行政書士は文書作成の専門家ですが、弁護士や司法書士に比べるとできることが限られています。主に相続人調査、相続財産調査、車や株式、預貯金の名義変更などを依頼すると良いでしょう。費用は弁護士などの他士業と比べて低めになっています。

【費用の目安】
他の仕業と比較して相場は低くなっており、相続人調査、相続財産調査は5万~6万円程度、遺産分割協議書の作成は3~5万程度、 預貯金や株式、車の名義変更は2万~5万円程度となっています。

専門家に依頼した場合、上記の他に実費や日当が発生します。日当は遠方への出張や移動があった場合に発生します。実費は、戸籍謄本の発行手数料や収入印紙、連絡用切手など手続きに発生する費用になります。相続人の数が多いほど必要書類は増えます。

 上記はあくまで目安となります。初回相談が無料の事務所が多いので、実際に見積もり出してもらったり、比較したりするなどして信頼できる専門家に依頼するようにしましょう。

相続手続きは、親族にも依頼できます。その際には「委任状」を作成して親族に渡しましょう。受け取った親族が申請先の機関へ委任状と必要書類を提出すれば、預貯金払戻しなどの各種手続きができます。

委任状には委任事項を記載し、日付を入れて署名押印して作成しましょう。たとえば「〇〇に以下の預貯金解約払戻の手続を委任します」などと書いて、日付を入れて署名押印すれば完成します。

一般的には親族に手続きを依頼する場合、報酬は払わなくてよいでしょう。親族からも特に請求されないケースが多いと考えられます。

ただし当事者間で報酬を払う取り決めをしてもかまいません。その場合の金額について特に決まりはありませんが、常識的な範囲で当事者が納得する金額にすると良いでしょう。たとえば高齢な親が子どもに委任する場合にお小遣い程度の報酬を渡すなどです。家庭の事情などもあるので、金額はケースによって相当変わると考えられます。

 手続きにかかる実費(書類取得費用など)は「委任した人」が払うべきです。そもそも委任された親族はサービスで代わりに手続きしてくれているだけであり、本来費用を負担すべき人は委任者だからです。

親族に委任する際に注意すべき点とトラブルを起こさないための予防策をお伝えします。

白紙委任状
親族に委任するときには、「白紙委任状」を渡さないことが重要です。

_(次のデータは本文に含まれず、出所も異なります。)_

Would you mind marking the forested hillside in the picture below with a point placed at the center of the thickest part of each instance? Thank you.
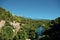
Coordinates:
(13, 27)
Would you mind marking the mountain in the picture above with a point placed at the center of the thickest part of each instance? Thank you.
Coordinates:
(15, 27)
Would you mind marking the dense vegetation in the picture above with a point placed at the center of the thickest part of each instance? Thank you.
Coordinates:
(28, 30)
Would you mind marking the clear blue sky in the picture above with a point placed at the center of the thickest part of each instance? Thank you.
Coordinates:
(36, 9)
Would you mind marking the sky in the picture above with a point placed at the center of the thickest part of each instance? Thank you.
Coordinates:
(35, 9)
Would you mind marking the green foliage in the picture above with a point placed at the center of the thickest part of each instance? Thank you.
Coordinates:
(8, 30)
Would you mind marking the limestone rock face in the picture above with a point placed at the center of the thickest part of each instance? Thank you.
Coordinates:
(2, 23)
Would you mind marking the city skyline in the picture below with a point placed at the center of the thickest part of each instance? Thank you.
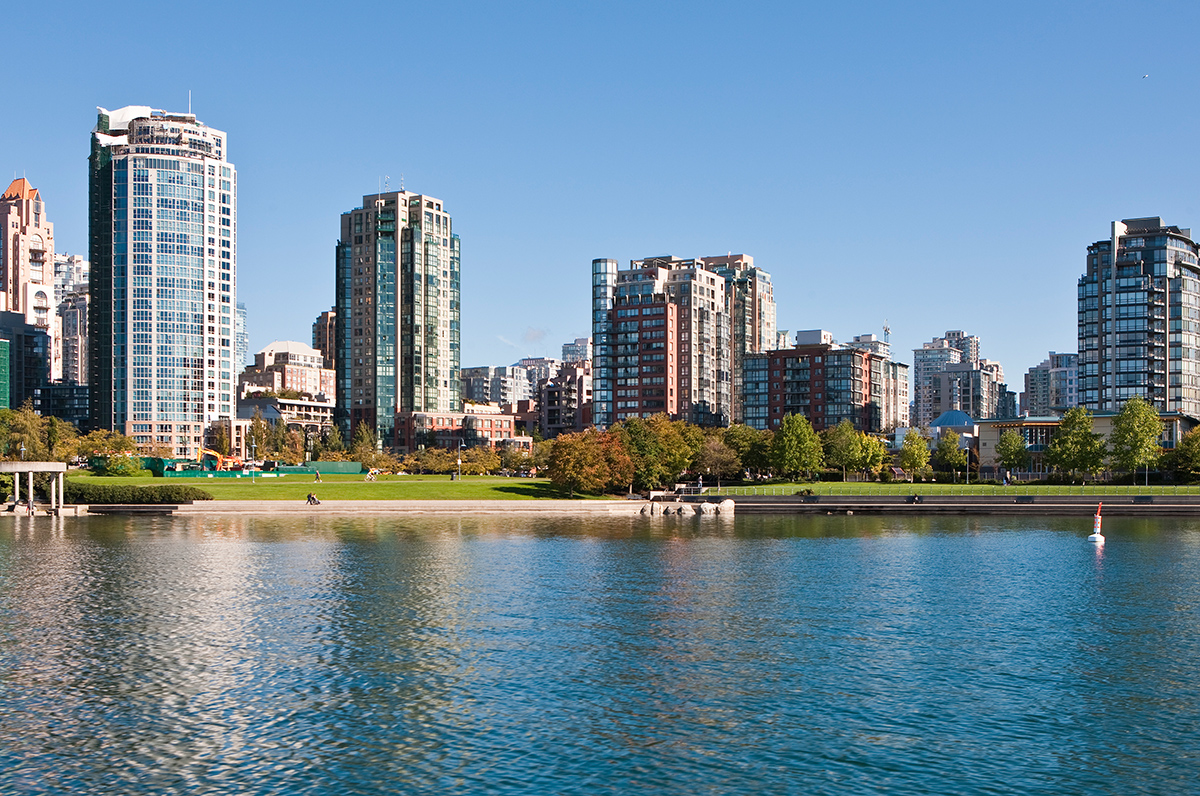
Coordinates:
(849, 160)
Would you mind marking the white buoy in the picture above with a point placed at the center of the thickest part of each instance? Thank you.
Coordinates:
(1097, 537)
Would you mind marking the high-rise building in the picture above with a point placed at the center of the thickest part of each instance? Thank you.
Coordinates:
(324, 336)
(241, 337)
(287, 365)
(933, 358)
(826, 382)
(663, 343)
(163, 252)
(750, 304)
(505, 384)
(397, 312)
(1051, 387)
(579, 351)
(27, 265)
(1141, 279)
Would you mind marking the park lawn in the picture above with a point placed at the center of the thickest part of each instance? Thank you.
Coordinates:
(852, 488)
(353, 488)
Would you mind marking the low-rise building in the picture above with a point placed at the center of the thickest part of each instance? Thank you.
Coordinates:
(478, 424)
(289, 366)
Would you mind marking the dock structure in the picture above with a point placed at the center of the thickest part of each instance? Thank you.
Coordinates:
(28, 468)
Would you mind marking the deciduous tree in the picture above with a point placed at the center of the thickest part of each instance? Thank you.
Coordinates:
(1075, 448)
(843, 446)
(796, 448)
(1137, 431)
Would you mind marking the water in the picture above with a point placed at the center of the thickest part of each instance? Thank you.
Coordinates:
(643, 656)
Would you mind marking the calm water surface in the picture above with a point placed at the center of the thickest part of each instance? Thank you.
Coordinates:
(643, 656)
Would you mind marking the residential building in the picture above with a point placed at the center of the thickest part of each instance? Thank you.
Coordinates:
(1051, 387)
(27, 264)
(474, 426)
(1141, 279)
(71, 275)
(397, 311)
(664, 341)
(73, 322)
(64, 401)
(826, 382)
(324, 336)
(29, 346)
(935, 357)
(505, 384)
(241, 337)
(289, 366)
(565, 400)
(1039, 432)
(580, 351)
(750, 304)
(163, 283)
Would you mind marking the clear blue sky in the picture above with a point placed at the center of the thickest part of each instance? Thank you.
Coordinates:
(941, 165)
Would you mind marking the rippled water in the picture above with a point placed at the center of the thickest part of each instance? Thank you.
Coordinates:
(659, 656)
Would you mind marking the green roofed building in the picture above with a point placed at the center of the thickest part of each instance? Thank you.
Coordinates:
(4, 373)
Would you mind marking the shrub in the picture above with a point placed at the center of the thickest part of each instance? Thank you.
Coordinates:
(111, 494)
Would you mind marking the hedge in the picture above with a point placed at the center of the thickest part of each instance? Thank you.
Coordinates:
(111, 494)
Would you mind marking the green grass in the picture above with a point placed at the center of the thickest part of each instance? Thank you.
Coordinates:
(353, 488)
(949, 489)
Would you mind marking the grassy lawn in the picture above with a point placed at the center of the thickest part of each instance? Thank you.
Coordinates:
(949, 489)
(353, 488)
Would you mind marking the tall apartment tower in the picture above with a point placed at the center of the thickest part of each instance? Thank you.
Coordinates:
(933, 358)
(397, 309)
(663, 343)
(27, 267)
(750, 300)
(1141, 279)
(324, 336)
(1053, 385)
(163, 250)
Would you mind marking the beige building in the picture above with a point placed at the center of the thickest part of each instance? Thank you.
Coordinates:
(27, 264)
(289, 365)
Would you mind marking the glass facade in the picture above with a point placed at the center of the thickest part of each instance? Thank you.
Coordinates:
(165, 273)
(1139, 319)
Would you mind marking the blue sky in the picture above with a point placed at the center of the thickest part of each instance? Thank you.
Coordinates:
(939, 166)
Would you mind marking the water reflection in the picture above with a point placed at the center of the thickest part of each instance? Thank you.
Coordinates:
(666, 654)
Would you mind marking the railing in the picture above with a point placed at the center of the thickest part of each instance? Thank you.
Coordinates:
(849, 489)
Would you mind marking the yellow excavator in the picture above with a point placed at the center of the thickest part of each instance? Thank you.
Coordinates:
(219, 461)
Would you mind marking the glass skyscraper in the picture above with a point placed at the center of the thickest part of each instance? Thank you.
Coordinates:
(163, 251)
(1139, 318)
(397, 312)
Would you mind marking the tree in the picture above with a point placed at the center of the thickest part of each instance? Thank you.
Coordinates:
(577, 462)
(364, 440)
(913, 454)
(717, 459)
(949, 455)
(221, 441)
(1135, 436)
(259, 432)
(796, 448)
(27, 429)
(333, 440)
(1011, 450)
(1075, 448)
(873, 452)
(843, 446)
(1185, 460)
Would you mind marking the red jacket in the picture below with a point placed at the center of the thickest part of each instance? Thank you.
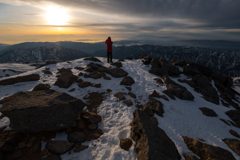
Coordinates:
(109, 44)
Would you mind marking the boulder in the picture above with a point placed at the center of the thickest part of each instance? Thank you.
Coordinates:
(127, 81)
(41, 87)
(206, 151)
(125, 143)
(208, 112)
(10, 81)
(152, 143)
(44, 110)
(234, 144)
(59, 147)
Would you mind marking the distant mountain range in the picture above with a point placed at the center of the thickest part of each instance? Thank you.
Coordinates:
(226, 62)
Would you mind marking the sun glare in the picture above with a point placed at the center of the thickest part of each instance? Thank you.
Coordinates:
(56, 15)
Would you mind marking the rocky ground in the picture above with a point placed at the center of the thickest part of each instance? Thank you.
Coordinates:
(147, 108)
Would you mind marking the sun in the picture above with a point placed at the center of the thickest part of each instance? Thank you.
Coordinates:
(56, 15)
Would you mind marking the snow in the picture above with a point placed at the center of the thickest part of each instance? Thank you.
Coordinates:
(181, 117)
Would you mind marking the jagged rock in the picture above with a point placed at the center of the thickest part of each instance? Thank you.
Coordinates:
(127, 81)
(41, 87)
(150, 138)
(92, 59)
(206, 151)
(10, 81)
(91, 117)
(97, 85)
(76, 137)
(128, 102)
(208, 112)
(59, 147)
(234, 115)
(234, 133)
(190, 157)
(234, 144)
(118, 64)
(51, 62)
(125, 143)
(36, 110)
(132, 95)
(80, 148)
(120, 96)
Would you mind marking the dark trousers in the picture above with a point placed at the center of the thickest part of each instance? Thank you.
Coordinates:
(109, 56)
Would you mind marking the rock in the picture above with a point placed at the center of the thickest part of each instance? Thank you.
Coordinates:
(92, 127)
(120, 96)
(10, 81)
(206, 151)
(97, 85)
(76, 137)
(36, 110)
(92, 59)
(156, 106)
(132, 95)
(190, 157)
(84, 84)
(127, 81)
(234, 144)
(148, 110)
(234, 115)
(41, 87)
(91, 117)
(128, 102)
(51, 62)
(59, 147)
(234, 133)
(118, 64)
(125, 143)
(150, 138)
(80, 148)
(208, 112)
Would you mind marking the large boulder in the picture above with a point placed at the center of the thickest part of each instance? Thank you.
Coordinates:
(206, 151)
(151, 142)
(10, 81)
(45, 110)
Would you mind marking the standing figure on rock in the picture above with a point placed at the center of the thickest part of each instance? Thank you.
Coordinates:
(109, 49)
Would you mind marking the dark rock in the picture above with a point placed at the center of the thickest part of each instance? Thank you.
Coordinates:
(92, 59)
(234, 144)
(150, 138)
(128, 102)
(51, 62)
(120, 96)
(234, 115)
(76, 137)
(132, 95)
(125, 143)
(36, 110)
(59, 147)
(206, 151)
(91, 117)
(10, 81)
(41, 87)
(118, 64)
(208, 112)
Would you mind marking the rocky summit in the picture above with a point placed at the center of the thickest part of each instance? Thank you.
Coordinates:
(147, 109)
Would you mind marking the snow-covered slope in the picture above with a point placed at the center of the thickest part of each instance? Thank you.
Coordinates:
(181, 117)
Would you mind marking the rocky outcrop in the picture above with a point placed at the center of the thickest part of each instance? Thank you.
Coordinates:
(46, 110)
(206, 151)
(127, 81)
(151, 142)
(10, 81)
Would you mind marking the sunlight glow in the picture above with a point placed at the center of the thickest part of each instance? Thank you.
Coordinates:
(56, 15)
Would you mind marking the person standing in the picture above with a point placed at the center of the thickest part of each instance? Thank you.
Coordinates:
(109, 49)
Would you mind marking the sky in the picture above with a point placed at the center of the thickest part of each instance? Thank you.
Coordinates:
(95, 20)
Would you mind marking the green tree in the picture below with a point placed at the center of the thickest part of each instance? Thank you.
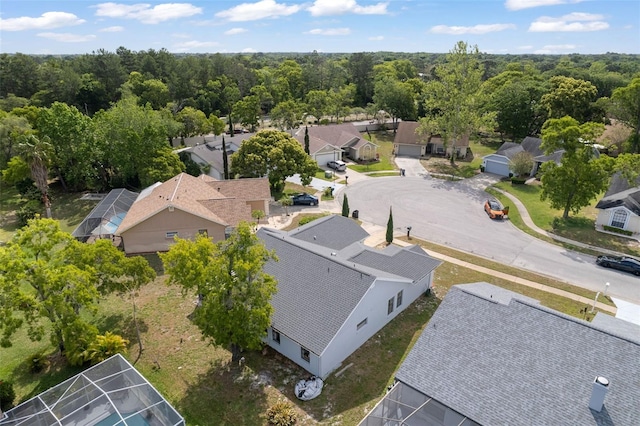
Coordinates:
(625, 106)
(345, 206)
(52, 281)
(306, 140)
(273, 154)
(228, 277)
(521, 164)
(225, 160)
(570, 96)
(36, 153)
(581, 175)
(396, 98)
(452, 98)
(389, 234)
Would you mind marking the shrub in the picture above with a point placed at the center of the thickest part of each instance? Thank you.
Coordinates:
(617, 230)
(27, 212)
(281, 414)
(105, 346)
(8, 395)
(38, 362)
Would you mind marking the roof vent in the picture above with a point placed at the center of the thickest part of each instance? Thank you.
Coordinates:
(599, 391)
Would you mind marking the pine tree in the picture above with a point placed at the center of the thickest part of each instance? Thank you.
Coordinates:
(345, 206)
(306, 140)
(390, 227)
(225, 160)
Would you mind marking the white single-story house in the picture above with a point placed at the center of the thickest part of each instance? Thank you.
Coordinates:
(186, 206)
(489, 356)
(500, 162)
(620, 208)
(336, 142)
(334, 292)
(410, 144)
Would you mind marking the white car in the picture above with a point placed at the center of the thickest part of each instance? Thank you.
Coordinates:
(338, 165)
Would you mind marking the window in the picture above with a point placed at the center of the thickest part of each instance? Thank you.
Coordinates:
(304, 353)
(619, 218)
(362, 323)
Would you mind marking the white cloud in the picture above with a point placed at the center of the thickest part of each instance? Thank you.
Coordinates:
(193, 44)
(67, 37)
(46, 21)
(339, 7)
(556, 48)
(476, 29)
(330, 31)
(147, 14)
(114, 29)
(573, 22)
(234, 31)
(526, 4)
(260, 10)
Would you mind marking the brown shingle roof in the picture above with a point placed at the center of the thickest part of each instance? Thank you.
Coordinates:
(198, 196)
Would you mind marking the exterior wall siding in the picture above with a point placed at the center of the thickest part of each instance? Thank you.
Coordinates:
(151, 235)
(373, 308)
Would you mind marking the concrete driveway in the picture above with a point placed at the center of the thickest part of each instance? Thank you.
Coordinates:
(450, 213)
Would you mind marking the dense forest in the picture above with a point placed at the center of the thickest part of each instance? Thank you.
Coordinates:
(104, 119)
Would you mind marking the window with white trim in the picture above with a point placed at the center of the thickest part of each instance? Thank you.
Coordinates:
(362, 323)
(305, 354)
(619, 218)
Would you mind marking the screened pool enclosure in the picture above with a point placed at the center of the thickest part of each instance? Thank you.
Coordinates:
(104, 219)
(111, 393)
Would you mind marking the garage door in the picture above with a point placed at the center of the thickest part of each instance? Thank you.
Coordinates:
(410, 150)
(323, 159)
(496, 167)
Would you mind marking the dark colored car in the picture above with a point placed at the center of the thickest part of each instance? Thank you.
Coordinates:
(622, 263)
(306, 199)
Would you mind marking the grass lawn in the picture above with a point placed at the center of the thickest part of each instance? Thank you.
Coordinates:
(202, 383)
(579, 227)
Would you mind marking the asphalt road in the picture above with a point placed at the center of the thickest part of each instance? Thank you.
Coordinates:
(451, 214)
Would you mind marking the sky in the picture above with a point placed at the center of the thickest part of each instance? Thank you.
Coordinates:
(331, 26)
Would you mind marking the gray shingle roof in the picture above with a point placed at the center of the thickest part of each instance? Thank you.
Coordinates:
(521, 363)
(403, 262)
(315, 294)
(335, 232)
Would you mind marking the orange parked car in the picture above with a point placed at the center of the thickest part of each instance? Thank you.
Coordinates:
(495, 210)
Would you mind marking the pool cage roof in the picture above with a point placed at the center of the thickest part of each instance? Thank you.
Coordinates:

白紙委任状とは、委任事項を明確に示さず「一任します」とする委任状です。委任事項を明らかにしておかないと、受け取った親族が何に使うか分かりません。借金されたり保証人にされたりする可能性もあります。トラブルを防ぐため、必ず「預貯金の払い戻し」「不動産登記手続き」など、委任事項を示して委任状を作成しましょう。

親族へ依頼すると、トラブルの元になる可能性がある
親族は、相続手続きのプロではありません。信頼できる相手を選ばないといい加減な対応をされて、手続きがうまく進まない可能性があります。たとえば親が子どもに対応を任せて安心していても、忙しくて放置されてしまうリスクが懸念されます。また子ども自身、やり方がわからなくて困ってしまうケースも少なくありませんし、依頼された子どもが他の親族の反感を買い、トラブルに巻き込まれるケースも存在します。士業(専門家)は「仕事、ビジネス」として相続手続を代行しますが、親族は「単なる親切心」から手伝う意識しか持っていません。よりスムーズに相続手続きを終わらせるには、専門家に依頼した方が確実といえるでしょう。

相続手続きが複雑で自分で対応するのが難しければ、早めに弁護士や司法書士、税理士などの士業に相談しましょう。費用が心配な方は、まずは見積もりを出してもらい、「価値がある」と感じられたら依頼してみてください。